We think these yields can continue climbing, but that the rise will lose momentum in the coming week or two.
Therefore, the correction higher will soon end and it will be worth going long.
2-Year UST
As Q1 2025 ends, the 2-year UST yield has traded within a ~50bp range, with the peak closing level (4.38%) printing on 13 January, and the lowest closing level (3.88%) occurring on 10 March (Chart 1).
We think the 2-year can trade comfortably back above 4%, where it will be worth fading the rise.
10-Year UST
Meanwhile, the 10-year UST yield has traded within a ~65bp range, with the peak closing 4.79% on 14 January, and the lowest closing 4.16% on 3 March (Chart 2).
We think the 10-year can trade back nearer 4.50%, which is worth fading.
30-Year UST
Simultaneously, the 30-year UST yield has traded within a ~55bp range, with the peak closing 4.97% on 14 January, and the lowest closing 4.45% on 3 March (Chart 3).
We think the 30-year can trade back nearer 4.80%, which is also worth fading.
UST Technicals Neutral Across Curve
Technicals are warning us to wait before scaling into a long UST position.
This week’s RSI readings for UST futures contracts across the curve were neutral (Table 1).
The RSIs are clustered very near the middle of the oversold (30) and overbought (70) range. This supports UST prices falling further, which will also move the RSIs nearer the oversold threshold.
Therefore it is worth waiting to allow the RSIs to fall.
CTA Positioning
This week also saw CTA positioning flip uniformly bearish from modestly bullish (Chart 4).
This notable shift probably presages a near-term shift higher in yields.

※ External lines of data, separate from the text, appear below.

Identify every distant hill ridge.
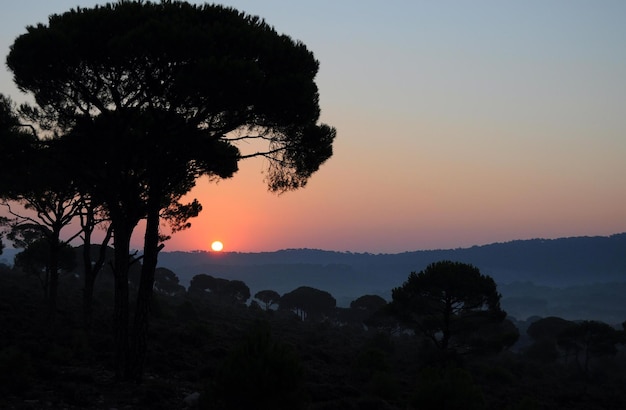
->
[159,233,626,295]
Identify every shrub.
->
[0,346,33,394]
[200,323,307,410]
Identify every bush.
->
[412,367,485,410]
[200,323,307,410]
[0,346,33,394]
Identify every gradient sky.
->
[0,0,626,253]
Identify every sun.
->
[211,241,224,252]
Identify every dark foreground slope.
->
[0,269,626,410]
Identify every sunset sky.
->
[0,0,626,253]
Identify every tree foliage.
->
[350,295,387,312]
[391,261,506,350]
[189,273,250,304]
[280,286,337,320]
[7,1,335,379]
[205,323,308,410]
[254,289,280,310]
[557,320,620,376]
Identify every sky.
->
[0,0,626,253]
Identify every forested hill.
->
[159,233,626,295]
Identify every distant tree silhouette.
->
[280,286,337,320]
[189,273,250,304]
[7,1,335,380]
[254,289,280,310]
[350,295,387,312]
[390,261,506,351]
[154,268,185,296]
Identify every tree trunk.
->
[48,237,60,323]
[113,223,132,380]
[129,200,161,383]
[83,227,96,332]
[83,226,112,332]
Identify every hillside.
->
[159,233,626,323]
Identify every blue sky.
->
[0,0,626,253]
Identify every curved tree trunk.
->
[129,195,162,382]
[113,219,132,380]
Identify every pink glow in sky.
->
[0,0,626,253]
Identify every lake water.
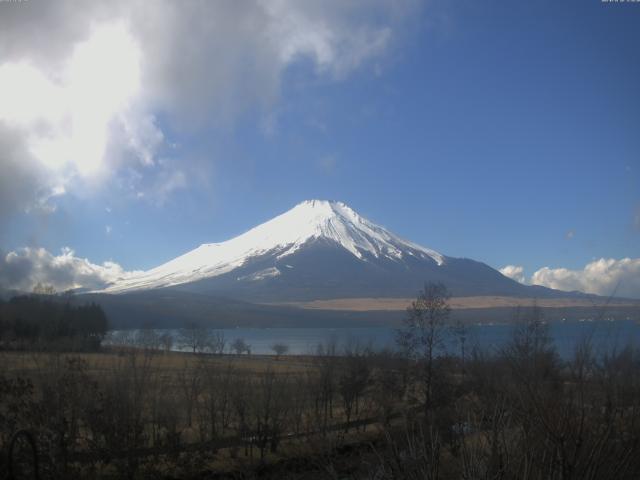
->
[111,320,640,358]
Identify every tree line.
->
[0,294,109,350]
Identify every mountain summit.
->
[105,200,564,301]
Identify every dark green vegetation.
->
[0,295,108,350]
[76,289,640,329]
[0,285,640,480]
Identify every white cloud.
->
[0,247,140,291]
[531,258,640,298]
[499,265,525,283]
[0,0,415,217]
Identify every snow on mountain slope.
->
[104,200,445,293]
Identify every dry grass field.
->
[272,296,640,312]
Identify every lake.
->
[109,320,640,358]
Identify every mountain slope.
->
[105,200,567,302]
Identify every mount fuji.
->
[101,200,568,303]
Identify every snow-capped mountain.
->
[104,200,564,301]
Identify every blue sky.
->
[0,0,640,296]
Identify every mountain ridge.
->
[102,200,576,303]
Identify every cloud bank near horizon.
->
[500,258,640,298]
[0,247,140,292]
[0,247,640,298]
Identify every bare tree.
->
[271,342,289,360]
[178,323,210,353]
[396,282,451,412]
[231,338,251,355]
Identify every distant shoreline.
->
[265,296,640,312]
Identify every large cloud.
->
[500,258,640,298]
[0,247,139,291]
[0,0,413,215]
[531,258,640,298]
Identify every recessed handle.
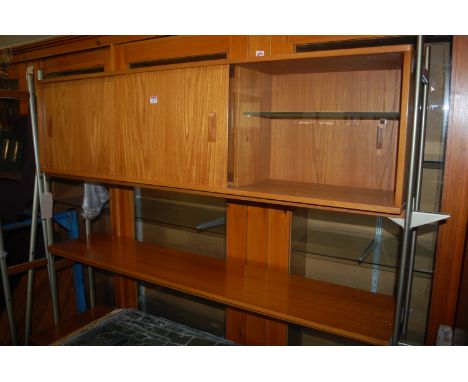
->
[47,118,54,138]
[208,113,216,142]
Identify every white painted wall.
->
[0,35,54,49]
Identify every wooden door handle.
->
[208,113,216,142]
[47,118,54,138]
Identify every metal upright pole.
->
[85,219,96,308]
[24,174,39,345]
[26,67,60,324]
[392,36,423,345]
[401,46,431,338]
[0,220,18,345]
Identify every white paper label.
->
[39,192,54,219]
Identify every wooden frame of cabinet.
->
[4,36,468,343]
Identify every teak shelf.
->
[50,234,394,345]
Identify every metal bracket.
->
[389,211,450,229]
[195,216,226,231]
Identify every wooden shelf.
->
[230,179,401,215]
[31,305,112,346]
[50,234,394,345]
[243,111,400,120]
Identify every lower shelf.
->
[230,179,401,215]
[50,234,394,345]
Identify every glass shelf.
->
[244,111,400,120]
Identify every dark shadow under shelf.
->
[243,111,400,120]
[50,234,394,345]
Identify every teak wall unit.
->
[38,45,411,215]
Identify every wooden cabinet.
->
[115,65,229,188]
[229,46,411,214]
[39,65,229,188]
[39,45,411,215]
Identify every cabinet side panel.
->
[41,78,119,176]
[117,66,229,187]
[232,66,271,186]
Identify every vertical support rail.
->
[391,36,423,345]
[24,173,39,345]
[371,216,383,293]
[26,66,60,324]
[0,220,18,345]
[85,219,96,308]
[401,46,431,339]
[134,187,147,312]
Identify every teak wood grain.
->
[116,36,230,69]
[115,66,229,187]
[231,48,411,213]
[109,187,138,308]
[35,46,410,215]
[38,78,122,176]
[39,47,111,77]
[50,234,394,345]
[426,36,468,345]
[226,203,292,345]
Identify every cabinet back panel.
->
[117,66,229,187]
[270,70,401,190]
[231,67,272,186]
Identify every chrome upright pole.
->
[0,220,18,345]
[24,174,39,345]
[391,36,423,345]
[401,46,431,338]
[26,67,60,324]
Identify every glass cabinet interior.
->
[290,41,451,344]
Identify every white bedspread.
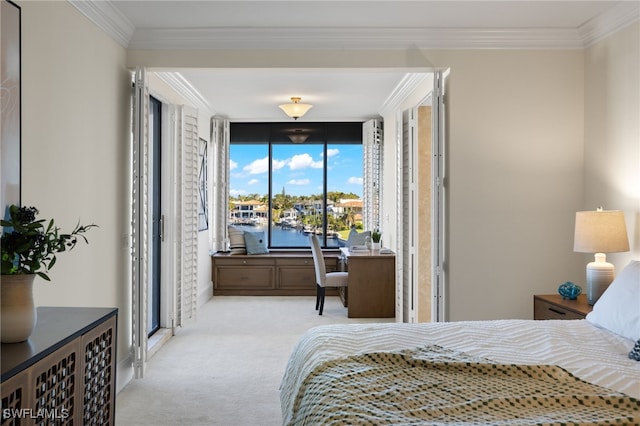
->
[280,320,640,424]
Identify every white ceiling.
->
[69,0,640,121]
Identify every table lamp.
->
[573,207,629,305]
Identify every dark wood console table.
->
[0,307,118,425]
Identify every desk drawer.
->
[214,256,276,267]
[214,262,274,290]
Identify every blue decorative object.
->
[558,281,582,300]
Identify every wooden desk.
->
[341,248,396,318]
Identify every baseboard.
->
[116,355,133,395]
[198,281,213,308]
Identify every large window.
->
[228,123,363,249]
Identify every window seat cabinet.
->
[211,251,341,296]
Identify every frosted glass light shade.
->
[278,97,313,120]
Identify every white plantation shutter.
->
[397,108,418,322]
[362,120,382,231]
[431,71,449,321]
[209,117,230,252]
[131,68,149,378]
[175,106,199,326]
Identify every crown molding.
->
[378,73,427,117]
[68,0,640,50]
[578,1,640,47]
[129,27,583,50]
[154,71,214,115]
[67,0,136,47]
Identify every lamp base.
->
[587,253,615,305]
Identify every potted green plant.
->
[0,205,97,343]
[371,229,382,250]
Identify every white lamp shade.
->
[573,210,629,253]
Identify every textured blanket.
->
[289,346,640,425]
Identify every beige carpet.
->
[116,296,393,426]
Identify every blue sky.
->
[229,144,362,196]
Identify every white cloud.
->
[289,154,322,170]
[242,157,269,175]
[287,179,310,185]
[272,159,287,170]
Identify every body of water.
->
[235,225,345,248]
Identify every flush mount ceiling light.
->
[278,97,313,120]
[287,129,309,143]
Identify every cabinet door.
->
[79,317,116,425]
[31,338,84,424]
[277,257,316,292]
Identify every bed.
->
[280,261,640,425]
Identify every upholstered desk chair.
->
[309,234,349,315]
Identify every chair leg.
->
[316,284,322,311]
[318,287,326,315]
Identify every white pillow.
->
[587,260,640,341]
[227,225,247,254]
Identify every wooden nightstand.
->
[533,294,593,319]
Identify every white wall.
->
[17,1,131,360]
[18,0,640,382]
[127,50,596,320]
[581,23,640,271]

We are sometimes wary when CTA positioning becomes stretched and stale. However, we are currently less worried given the move has happened over the past week.
The positioning is not stretched yet as it is only in the shorter end of the curve where CTAs are very short. The deferred maturities only show modest short positioning, despite the flip.
As the flip just happened, we think it will probably take a couple of weeks before positioning becomes stale and crowded.
This will be especially true if short positioning across the curve extends further.
UST Yields Will Have Further Brief Rise, and Then Fall
UST yields lurched lower in late February and have bounced from the YTD lows in recent weeks.
Technicals indicate prices can trade lower, especially given momentum players have flipped short in the past week.
Nonetheless, we think this drop in prices (and rise in yields) will be brief, and that it will be worth fading UST bearishness in the coming weeks.